I imagine sometimes that Jesus comes here on a Sunday morning but stands outside, knowing he cannot enter as long as others are told that after walking through the doors, they may not sit in every seat among us. I imagine that Jesus waits outside, just past our brick arches. He greets those who are fully welcome as they walk inside, and he stands outside with those who arent. It is a very clear, simple step to say that we will exclude gays and lesbians no longer. We too will stand outside as long as they must. How else can we consider ourselves human beings or Friends? If we cannot take this step of solidarity, I propose that we make a change to our meetinghouse, a change that requires only the services of a plumber: Let us have two drinking fountains installed in the vestry. Let us place a sign over each of them. Over the right-hand drinking fountain the sign may read, For genuine Quakers and our friends, pure as the driven snow, unsullied by a tendency to fall in love with people the same gender as ourselves, worthy of entering fully into each corner of our fellowship from this monthly meeting to positions of service in our larger associations. Drink here, O blessed ones. The sign over the left-hand drinking fountain may read, For the rainbow of others, neither real Quakers nor really our friends, not so pure as the driven snow, stained by the tendency to fall in love or partner with people the same gender as yourselves, welcome to sit in meetings for worship as if you

were genuine Quakers but unworthy, as sullied persons, of holding positions of service in our larger associations. Drink here, you strangers. Drink to your hearts content. This proposal cannot be taken literally, of course. So many words will not fit very well on a sign. Rather, over the right-hand drinking fountain, for those whose light is unrefracted, whose inner being remains pure and white as the driven snow, let the sign simply read, Whites only. Over the fountain for people whose light has scattered into a rainbow of colors, so that they are neither so pure nor so white as the driven snow, let the sign read, Colored only. With the placement of these drinking fountains, we will acknowledge the divided state of the welcome we offer. We will join those of our Quaker forebears who once declared those Friends divisive and unquakerly who said other Friends should stop buying, selling, and enslaving human beings. We will join those old Quakers from the days before Friends finally declared as one that enslaving other human beings is incompatible with the Light and impermissible, unimaginable, for Friends themselves. Durham Friends, I am happy to say, are different from those old enslavers. I started attending Durham Friends regularly during a difficult chapter of life. People simply, gloriously welcomed me and took me just the way I was. Just the way I was.

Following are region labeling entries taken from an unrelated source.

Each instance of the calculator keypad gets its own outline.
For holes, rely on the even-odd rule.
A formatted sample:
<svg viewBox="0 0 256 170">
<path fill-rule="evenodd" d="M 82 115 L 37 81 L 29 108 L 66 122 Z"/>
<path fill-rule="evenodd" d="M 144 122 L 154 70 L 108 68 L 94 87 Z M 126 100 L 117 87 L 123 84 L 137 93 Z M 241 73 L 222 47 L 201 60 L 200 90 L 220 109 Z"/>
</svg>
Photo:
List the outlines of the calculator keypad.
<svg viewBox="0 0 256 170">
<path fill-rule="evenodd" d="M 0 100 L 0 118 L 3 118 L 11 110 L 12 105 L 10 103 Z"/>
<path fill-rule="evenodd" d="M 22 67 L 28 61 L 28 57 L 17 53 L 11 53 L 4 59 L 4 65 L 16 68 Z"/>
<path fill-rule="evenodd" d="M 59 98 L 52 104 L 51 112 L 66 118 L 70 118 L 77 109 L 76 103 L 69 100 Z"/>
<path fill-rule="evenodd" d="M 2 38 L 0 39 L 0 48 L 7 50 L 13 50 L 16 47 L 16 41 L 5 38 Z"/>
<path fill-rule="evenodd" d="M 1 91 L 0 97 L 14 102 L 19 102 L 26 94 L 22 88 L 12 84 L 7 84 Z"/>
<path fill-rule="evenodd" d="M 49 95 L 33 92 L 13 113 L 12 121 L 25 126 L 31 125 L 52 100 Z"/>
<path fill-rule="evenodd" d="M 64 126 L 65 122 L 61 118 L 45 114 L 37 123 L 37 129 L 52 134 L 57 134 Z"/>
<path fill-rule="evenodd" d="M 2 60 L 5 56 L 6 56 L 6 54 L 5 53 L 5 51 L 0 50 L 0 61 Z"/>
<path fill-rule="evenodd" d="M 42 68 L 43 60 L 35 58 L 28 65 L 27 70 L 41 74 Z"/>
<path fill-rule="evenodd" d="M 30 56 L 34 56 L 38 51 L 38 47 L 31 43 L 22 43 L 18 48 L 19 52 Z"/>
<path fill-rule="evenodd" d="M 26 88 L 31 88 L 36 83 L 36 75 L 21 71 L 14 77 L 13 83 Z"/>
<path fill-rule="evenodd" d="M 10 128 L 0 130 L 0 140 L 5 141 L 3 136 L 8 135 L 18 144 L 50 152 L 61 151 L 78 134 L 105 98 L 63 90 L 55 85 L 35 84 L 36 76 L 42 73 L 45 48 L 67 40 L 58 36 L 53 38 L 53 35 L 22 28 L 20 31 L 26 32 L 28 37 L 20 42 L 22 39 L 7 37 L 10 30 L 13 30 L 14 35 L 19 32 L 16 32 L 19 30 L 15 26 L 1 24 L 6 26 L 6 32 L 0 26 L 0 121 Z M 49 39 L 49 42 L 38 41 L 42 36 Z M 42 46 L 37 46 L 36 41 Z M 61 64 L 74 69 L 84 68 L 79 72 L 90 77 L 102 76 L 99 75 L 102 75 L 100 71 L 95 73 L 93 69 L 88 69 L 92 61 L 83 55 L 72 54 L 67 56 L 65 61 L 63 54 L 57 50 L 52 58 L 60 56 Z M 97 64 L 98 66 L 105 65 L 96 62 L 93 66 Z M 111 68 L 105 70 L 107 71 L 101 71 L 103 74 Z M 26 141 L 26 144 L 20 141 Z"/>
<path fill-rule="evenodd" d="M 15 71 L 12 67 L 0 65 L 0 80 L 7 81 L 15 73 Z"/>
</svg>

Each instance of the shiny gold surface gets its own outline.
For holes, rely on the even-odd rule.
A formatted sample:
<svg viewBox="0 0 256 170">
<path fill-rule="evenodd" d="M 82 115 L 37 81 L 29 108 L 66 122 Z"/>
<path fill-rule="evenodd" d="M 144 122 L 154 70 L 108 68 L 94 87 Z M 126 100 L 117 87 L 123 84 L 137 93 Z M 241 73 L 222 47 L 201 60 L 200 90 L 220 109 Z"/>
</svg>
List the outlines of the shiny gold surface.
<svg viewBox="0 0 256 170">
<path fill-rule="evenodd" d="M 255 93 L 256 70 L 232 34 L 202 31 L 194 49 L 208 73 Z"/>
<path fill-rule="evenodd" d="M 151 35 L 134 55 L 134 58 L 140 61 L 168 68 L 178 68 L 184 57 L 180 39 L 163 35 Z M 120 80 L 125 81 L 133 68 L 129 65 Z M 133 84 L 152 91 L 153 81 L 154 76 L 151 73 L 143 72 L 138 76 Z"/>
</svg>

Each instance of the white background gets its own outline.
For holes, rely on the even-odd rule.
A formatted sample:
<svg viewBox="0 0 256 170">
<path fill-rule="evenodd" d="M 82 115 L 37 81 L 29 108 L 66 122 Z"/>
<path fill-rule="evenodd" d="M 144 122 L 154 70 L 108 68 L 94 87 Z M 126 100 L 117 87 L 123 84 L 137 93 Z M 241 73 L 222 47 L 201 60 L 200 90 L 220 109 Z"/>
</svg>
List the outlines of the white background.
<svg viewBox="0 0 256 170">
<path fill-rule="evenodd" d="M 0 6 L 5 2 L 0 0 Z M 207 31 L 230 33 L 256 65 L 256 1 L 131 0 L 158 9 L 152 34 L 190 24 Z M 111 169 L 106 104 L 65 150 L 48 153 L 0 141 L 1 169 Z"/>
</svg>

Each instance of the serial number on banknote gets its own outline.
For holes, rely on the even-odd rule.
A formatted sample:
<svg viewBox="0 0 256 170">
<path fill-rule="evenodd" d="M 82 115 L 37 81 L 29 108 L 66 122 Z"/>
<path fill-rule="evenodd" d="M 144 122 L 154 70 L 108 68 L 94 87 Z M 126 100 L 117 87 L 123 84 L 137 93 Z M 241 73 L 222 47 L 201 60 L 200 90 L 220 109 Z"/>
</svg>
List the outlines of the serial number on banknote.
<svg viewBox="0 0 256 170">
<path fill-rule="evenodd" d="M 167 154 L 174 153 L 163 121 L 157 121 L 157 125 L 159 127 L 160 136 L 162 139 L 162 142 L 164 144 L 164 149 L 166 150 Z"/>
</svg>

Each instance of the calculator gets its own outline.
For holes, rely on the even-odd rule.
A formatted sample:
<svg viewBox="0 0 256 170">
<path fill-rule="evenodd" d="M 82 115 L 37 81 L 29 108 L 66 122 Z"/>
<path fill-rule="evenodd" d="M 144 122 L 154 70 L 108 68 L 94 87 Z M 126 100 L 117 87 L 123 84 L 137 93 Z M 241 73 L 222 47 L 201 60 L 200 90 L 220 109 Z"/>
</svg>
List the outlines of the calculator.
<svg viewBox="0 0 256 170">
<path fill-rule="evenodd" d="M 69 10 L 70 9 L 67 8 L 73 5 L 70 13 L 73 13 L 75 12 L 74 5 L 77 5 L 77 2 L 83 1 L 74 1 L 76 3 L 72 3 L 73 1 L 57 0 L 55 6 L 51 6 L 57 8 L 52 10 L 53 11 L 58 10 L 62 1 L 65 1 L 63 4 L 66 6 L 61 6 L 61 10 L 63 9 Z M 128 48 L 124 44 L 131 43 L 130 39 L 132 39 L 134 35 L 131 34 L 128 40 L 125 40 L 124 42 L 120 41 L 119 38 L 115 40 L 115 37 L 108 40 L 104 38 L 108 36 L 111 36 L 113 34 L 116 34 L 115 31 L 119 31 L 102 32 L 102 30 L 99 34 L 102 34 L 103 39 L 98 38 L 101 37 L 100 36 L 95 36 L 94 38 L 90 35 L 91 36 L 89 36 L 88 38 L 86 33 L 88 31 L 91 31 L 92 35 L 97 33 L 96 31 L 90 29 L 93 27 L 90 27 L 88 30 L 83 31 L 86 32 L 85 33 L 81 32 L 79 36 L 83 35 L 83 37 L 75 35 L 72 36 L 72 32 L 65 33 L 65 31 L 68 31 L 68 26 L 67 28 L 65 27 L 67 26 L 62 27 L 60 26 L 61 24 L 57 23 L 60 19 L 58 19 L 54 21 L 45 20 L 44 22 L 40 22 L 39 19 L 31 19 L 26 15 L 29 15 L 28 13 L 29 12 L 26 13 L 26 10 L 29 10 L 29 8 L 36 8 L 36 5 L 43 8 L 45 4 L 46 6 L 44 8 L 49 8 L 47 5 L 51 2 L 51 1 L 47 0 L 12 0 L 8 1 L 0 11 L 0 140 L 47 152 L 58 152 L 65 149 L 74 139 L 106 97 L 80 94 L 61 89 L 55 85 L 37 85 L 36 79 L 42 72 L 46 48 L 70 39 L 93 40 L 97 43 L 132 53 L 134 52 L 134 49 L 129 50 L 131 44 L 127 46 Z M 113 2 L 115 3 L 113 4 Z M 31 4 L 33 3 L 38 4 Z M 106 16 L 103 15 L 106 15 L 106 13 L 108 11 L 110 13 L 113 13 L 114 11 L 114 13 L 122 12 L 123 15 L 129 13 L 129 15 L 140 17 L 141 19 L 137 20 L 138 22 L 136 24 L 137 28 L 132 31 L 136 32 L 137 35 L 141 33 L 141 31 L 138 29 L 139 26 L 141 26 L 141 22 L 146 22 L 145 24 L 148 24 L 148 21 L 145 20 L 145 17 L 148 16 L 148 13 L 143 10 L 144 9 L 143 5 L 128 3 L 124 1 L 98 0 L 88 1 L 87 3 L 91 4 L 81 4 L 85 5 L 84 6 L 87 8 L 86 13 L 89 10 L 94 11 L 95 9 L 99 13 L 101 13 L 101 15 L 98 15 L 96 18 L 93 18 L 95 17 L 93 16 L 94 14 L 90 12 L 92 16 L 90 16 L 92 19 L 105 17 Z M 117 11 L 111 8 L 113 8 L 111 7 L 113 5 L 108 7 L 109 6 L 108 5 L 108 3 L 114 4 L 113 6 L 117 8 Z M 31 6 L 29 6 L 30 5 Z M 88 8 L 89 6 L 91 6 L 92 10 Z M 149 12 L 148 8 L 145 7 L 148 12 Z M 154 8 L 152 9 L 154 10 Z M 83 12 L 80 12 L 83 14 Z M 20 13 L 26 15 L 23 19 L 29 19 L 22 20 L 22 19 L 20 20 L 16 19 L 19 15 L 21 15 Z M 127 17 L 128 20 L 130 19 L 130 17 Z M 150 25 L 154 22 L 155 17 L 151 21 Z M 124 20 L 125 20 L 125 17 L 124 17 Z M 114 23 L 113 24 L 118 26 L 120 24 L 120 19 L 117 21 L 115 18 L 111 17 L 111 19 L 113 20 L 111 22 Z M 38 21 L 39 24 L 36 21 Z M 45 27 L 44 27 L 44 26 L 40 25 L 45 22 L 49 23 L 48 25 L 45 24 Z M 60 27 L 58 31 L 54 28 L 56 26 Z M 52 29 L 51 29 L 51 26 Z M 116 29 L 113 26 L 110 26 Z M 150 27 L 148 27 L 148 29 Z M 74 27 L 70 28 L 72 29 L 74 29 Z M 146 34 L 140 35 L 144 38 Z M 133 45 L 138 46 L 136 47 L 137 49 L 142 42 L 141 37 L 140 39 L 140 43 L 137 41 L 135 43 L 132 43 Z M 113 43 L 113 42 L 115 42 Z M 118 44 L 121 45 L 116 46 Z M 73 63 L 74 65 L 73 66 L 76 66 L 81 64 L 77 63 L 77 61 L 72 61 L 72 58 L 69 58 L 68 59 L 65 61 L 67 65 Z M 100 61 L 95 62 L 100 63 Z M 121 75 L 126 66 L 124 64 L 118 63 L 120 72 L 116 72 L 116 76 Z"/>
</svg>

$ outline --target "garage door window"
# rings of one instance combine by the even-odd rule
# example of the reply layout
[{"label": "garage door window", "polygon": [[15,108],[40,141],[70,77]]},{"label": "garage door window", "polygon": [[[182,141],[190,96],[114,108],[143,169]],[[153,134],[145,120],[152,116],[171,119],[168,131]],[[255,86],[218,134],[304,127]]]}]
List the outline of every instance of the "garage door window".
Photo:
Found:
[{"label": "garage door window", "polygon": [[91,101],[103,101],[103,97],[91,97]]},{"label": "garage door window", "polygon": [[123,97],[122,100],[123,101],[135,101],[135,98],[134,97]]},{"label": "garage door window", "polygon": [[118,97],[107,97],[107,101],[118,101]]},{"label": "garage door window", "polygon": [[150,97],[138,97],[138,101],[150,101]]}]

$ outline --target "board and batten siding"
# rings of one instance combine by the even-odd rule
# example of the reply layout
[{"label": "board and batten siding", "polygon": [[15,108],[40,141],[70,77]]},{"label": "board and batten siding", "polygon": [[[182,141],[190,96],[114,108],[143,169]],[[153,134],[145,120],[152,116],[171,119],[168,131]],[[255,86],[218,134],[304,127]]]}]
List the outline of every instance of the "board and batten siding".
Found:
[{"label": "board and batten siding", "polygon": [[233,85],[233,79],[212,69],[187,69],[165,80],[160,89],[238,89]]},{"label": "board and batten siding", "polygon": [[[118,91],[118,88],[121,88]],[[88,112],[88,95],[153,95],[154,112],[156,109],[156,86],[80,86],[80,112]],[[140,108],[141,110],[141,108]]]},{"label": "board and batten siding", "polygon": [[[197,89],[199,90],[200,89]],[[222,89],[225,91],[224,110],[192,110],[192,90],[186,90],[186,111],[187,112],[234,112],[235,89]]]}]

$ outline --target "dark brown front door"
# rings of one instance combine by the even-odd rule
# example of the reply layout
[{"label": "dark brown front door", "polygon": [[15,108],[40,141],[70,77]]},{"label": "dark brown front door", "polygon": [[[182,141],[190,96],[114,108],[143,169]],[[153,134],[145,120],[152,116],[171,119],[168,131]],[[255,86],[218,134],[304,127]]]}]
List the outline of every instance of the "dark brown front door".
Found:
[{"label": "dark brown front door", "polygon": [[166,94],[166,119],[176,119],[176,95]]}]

At moments on Sundays I felt like a human being. That is Durham Friends. I dont

want to forget. So it is as a Durham Friend that nowadays on Sundays, in my mind, I wait outside the meetinghouse, being a Durham Friend for those who cannot go all the way in. Out there I am trying, in my way, to stand in for Jesus and be a Durham Friend. Mark Greenleaf Schlotterbeck claims Durham (Maine) Meeting as his community of meaning and spirituality. He values and misses its people, music, worship, humor and perspective on life. He presented the above words at a Durham gathering that focused on matters of inclusion. Mark composes music and lyrics for choral works rooted in spirituality, justice and whimsy. He teaches English language to immigrants in Lewiston, Maine.